Подкатил джип с зениткой. Из машины выскочили солдаты, среди них Аурелио и Кадашкин. Аурелио поднимал с земли шофера, жадно, огорченно осматривал его разбитое лицо. Отряхивал пыль с его малинового мундира. Нашел на земле и надел ему на голову яркий картуз.
Кадашкин помогал подняться Белосельцеву. На его округлом лице была тревога, огорчение, но птичьи глаза уже светились весельем.
– Ну надо же! Прикрывали вас всю дорогу – на опушке, на поляне, на просеке. И когда бабочек ловили, и когда с бушменами разговаривали, и когда бежали наперегонки с вашим другом. А тут на тебе, колесо спустило, и мы опоздали!.. Эй, прапорщик! – крикнул он белобрысому стрелку, управлявшему зениткой. – Долбани еще раз по кустам!
Над головами ударили, затряслись стволы. От тугих хлопков заложило уши. Из жидкого прозрачного пламени унеслась в кусты разящая очередь, вырубая в зарослях хрустящий прогал.
– Виктор, возьми пистолет. По-моему, я одного зацепил. – Маквиллен возвратил Белосельцеву оружие. – Я им сказал: «Что вы делаете, мы мирные путешественники!» А они грозили меня застрелить.
Его лицо было возбужденным, синие глаза счастливо блестели. Он радовался подмоге, радовался чудесному избавлению, радовался своей сноровке и находчивости, ловкой стрельбе из пистолета. Белосельцев засовывал пистолет за пояс, не зная, что это было. Передовая разведка «Буффало», перекрывшая шоссе к океану. Или спланированная Маквилленом засада с целью похитить его, Белосельцева.
– Приношу извинения… Не пострадали? – Аурелио осматривал Белосельцева, словно искал то место, куда пришелся удар. – Жаль, что так получилось… Но теперь мы знаем, что «Буффало» движется к Порту-Алешандри. Разведка себя обнаружила. Мы должны торопиться. На берегу океана устроим пикник. Ваш друг Маквиллен должен увидеть нечто такое, что развернет «Буффало», изменит его маршрут в сторону намибийской границы.
Раненого шофера вместе с лимузином отправили обратно в Лубанго, посадив за руль солдатика, которого Кадашкин отечески назвал Алешей. Маквиллен с Белосельцевым уселись в просторный джип, наполненный охраной, чьи славянские лица посмуглели и обветрились на африканском солнце. И Аурелио, махнув рукой грузовику с зениткой, приглашая его за собой, пустил машину вперед, по синей пустой автостраде, среди желтых песков и колючих кактусов, к океану.

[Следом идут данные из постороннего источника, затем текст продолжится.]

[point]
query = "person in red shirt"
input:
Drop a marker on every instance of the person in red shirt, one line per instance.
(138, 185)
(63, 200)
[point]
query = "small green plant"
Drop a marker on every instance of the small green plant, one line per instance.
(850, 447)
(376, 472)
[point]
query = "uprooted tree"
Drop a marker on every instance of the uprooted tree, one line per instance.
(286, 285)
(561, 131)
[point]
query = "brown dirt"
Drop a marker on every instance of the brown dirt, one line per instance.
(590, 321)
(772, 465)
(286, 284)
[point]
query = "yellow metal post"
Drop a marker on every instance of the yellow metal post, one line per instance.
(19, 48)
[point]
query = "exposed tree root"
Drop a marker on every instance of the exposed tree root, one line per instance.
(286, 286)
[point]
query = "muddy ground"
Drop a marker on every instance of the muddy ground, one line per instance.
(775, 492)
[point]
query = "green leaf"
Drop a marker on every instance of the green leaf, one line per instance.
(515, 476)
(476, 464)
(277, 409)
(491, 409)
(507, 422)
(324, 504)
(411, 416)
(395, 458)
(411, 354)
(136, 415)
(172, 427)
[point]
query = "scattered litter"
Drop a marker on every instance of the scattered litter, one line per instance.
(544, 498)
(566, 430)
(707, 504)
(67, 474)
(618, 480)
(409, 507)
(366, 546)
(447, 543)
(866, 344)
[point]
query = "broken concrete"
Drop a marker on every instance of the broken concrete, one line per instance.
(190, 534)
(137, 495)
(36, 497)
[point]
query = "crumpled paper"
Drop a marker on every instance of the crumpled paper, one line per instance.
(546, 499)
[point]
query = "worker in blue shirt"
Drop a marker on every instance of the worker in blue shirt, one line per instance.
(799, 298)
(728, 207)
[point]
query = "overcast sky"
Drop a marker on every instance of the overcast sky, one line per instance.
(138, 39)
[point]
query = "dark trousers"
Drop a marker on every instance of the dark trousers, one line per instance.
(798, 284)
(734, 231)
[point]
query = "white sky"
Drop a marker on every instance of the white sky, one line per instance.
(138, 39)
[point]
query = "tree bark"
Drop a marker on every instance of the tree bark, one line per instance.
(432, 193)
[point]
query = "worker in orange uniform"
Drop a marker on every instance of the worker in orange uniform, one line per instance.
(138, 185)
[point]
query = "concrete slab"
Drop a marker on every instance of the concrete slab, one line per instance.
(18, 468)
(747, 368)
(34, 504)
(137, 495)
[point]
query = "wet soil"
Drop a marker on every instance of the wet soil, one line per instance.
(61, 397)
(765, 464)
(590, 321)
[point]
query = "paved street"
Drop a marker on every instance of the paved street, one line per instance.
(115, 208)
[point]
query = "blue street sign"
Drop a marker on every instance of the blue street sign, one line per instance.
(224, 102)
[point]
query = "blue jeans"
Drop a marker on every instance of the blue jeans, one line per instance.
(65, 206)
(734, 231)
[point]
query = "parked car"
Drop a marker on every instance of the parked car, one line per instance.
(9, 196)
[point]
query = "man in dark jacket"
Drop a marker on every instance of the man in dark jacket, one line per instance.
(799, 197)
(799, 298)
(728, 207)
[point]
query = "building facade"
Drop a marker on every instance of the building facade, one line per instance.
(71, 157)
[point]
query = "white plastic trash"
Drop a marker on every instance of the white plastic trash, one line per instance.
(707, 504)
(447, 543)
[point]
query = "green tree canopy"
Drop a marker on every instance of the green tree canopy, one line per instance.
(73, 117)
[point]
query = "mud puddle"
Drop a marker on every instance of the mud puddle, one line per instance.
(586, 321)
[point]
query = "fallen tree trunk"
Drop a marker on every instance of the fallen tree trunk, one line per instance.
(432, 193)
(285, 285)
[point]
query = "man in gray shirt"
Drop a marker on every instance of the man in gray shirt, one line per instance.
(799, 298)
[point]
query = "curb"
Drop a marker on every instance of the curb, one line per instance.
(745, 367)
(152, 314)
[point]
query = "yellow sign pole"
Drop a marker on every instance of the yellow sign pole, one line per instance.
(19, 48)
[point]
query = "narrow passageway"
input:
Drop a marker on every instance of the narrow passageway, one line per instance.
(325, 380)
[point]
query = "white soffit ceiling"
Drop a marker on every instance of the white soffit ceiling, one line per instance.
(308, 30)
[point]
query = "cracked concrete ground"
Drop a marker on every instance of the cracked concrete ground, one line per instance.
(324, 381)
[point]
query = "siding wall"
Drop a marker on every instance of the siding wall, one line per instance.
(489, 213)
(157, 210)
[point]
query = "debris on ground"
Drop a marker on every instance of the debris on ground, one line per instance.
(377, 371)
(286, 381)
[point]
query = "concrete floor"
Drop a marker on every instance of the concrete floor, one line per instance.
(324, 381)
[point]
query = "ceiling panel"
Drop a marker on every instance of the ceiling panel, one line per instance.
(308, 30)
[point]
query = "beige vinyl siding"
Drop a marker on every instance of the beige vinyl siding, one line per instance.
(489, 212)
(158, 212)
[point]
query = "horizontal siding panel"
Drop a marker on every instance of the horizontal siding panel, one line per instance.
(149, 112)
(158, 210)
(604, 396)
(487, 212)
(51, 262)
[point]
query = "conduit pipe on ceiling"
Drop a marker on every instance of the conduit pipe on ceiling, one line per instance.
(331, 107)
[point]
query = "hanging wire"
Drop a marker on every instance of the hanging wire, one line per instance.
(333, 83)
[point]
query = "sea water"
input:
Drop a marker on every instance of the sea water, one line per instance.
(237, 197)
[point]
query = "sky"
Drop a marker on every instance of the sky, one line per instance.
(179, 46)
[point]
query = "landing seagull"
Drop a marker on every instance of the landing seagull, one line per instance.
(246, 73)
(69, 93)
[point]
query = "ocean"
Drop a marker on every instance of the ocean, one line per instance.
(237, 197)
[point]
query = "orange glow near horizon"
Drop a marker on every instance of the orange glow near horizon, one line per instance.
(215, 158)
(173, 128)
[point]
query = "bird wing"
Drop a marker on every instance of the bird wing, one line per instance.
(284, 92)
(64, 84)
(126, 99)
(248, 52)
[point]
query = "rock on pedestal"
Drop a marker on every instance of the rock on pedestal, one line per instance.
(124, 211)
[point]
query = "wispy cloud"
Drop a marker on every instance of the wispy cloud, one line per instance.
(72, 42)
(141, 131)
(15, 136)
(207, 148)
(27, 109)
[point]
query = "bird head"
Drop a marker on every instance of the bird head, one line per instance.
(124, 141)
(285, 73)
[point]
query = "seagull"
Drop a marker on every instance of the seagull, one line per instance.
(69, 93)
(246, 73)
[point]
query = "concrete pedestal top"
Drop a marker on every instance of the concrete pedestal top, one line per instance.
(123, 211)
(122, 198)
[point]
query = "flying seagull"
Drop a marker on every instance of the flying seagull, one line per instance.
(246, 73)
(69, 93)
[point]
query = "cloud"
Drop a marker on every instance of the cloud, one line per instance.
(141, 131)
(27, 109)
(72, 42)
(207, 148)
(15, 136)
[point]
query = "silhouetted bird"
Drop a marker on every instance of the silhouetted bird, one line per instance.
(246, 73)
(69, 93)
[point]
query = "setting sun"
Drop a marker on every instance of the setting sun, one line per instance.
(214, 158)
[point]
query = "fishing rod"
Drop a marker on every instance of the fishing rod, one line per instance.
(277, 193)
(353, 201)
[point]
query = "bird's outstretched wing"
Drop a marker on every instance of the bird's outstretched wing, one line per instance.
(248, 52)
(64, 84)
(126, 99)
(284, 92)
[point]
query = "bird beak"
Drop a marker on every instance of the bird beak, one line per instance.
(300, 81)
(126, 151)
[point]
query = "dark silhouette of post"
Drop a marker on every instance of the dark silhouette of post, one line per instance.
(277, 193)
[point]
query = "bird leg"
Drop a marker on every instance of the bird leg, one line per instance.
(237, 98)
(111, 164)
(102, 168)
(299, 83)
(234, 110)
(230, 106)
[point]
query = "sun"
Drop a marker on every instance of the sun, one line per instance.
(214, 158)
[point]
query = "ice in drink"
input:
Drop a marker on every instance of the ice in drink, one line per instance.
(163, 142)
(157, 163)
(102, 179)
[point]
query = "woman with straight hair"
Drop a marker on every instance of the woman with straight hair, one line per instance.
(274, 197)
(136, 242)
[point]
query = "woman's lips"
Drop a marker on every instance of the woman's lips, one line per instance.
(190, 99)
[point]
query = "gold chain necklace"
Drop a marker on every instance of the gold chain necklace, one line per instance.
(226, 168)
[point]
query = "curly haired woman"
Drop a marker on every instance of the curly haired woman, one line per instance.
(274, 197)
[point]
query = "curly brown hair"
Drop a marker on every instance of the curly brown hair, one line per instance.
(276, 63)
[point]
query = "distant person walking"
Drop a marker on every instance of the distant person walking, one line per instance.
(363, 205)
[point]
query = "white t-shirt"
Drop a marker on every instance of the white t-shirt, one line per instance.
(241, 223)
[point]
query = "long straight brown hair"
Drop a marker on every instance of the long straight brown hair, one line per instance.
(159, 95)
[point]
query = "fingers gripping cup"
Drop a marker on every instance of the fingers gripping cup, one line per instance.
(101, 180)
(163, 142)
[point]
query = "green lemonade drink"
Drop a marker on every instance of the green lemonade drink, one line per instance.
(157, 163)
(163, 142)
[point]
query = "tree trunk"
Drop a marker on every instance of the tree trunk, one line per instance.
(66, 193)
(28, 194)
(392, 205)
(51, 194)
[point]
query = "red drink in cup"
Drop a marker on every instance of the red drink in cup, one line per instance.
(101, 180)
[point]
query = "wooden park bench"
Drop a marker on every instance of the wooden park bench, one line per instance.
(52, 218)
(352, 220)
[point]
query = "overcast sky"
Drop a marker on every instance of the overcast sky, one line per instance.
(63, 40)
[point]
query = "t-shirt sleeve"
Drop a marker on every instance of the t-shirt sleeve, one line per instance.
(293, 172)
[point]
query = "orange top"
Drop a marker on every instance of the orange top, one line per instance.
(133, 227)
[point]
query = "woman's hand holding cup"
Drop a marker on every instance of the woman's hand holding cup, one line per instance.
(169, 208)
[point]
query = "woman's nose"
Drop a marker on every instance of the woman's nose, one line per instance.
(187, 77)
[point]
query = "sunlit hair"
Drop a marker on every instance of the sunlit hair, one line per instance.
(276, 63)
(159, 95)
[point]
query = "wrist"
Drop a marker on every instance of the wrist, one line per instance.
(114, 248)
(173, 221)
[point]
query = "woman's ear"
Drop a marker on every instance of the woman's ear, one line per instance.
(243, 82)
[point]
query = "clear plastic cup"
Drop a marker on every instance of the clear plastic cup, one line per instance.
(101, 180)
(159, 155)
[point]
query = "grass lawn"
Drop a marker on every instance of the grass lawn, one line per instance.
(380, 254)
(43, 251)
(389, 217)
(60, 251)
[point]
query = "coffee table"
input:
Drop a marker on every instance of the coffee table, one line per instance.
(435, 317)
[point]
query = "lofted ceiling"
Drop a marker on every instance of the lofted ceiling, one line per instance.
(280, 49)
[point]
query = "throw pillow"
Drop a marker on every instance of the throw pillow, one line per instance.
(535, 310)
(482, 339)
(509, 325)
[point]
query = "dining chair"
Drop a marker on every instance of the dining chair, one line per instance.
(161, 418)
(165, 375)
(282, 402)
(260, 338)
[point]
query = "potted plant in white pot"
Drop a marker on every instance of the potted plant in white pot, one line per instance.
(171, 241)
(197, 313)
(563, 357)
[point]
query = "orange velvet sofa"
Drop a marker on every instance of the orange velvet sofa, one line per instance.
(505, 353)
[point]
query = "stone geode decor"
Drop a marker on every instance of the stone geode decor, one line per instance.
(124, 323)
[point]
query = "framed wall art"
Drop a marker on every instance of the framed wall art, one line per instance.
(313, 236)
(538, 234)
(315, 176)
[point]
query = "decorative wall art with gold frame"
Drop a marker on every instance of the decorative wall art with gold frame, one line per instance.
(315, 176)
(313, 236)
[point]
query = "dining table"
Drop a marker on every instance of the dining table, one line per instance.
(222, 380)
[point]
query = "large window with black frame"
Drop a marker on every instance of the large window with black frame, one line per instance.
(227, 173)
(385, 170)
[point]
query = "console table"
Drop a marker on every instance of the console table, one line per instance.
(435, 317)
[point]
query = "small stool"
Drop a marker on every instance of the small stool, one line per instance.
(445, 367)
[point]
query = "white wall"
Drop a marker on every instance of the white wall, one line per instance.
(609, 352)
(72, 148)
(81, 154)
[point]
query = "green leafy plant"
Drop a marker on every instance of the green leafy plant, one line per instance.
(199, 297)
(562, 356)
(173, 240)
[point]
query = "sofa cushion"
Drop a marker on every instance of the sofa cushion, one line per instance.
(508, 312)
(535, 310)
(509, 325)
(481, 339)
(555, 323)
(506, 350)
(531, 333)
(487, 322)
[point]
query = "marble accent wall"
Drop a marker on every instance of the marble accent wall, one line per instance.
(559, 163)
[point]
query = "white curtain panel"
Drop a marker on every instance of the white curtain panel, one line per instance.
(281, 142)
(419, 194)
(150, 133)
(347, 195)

Пески были марсианские, красные, с горячей пыльной поземкой, в которой туманились маленькие головастые кактусы, похожие на инопланетян в мохнатых шлемах, поднявшихся из своих песчаных норок. Пески сменились плоским песчаником, который обрывался у побережья уступами, ломаными ступенями сваливался к океану. Бело-голубой, тяжелый, как ртуть, океан накатывался металлическим блеском на раскаленные камни, шипел. Вдоль всего побережья, над красными камнями, стоял голубой туман.
Они съехали с трассы, простучали тугими шинами по камням, остановились у самой воды, поставив зенитку на высоте, сдвоенными стволами в пустыню.
– Успели вовремя. – Кадашкин посмотрел на большие командирские часы со множеством циферблатов и стрелок. – Есть еще часок, чтобы сбросить напряжение и закусить по-русски. – Не прибегая к помощи солдат, сам вытащил из багажника тяжелый ящик. Перетащил к плоскому камню. Смахнул ладонью сор, а потом, выпятив губы, сдул остатки пыли. Накрыл каменный стол чистым полотенцем, выставив на него банки с пивом, бутылку водки, шматок копченого сала и буханку черного хлеба. – Друзья из Москвы прислали полакомиться. Самое тяжелое в Африке – отсутствие черного хлеба. Приглашайте вашего друга к столу. У нас сегодня русская трапеза.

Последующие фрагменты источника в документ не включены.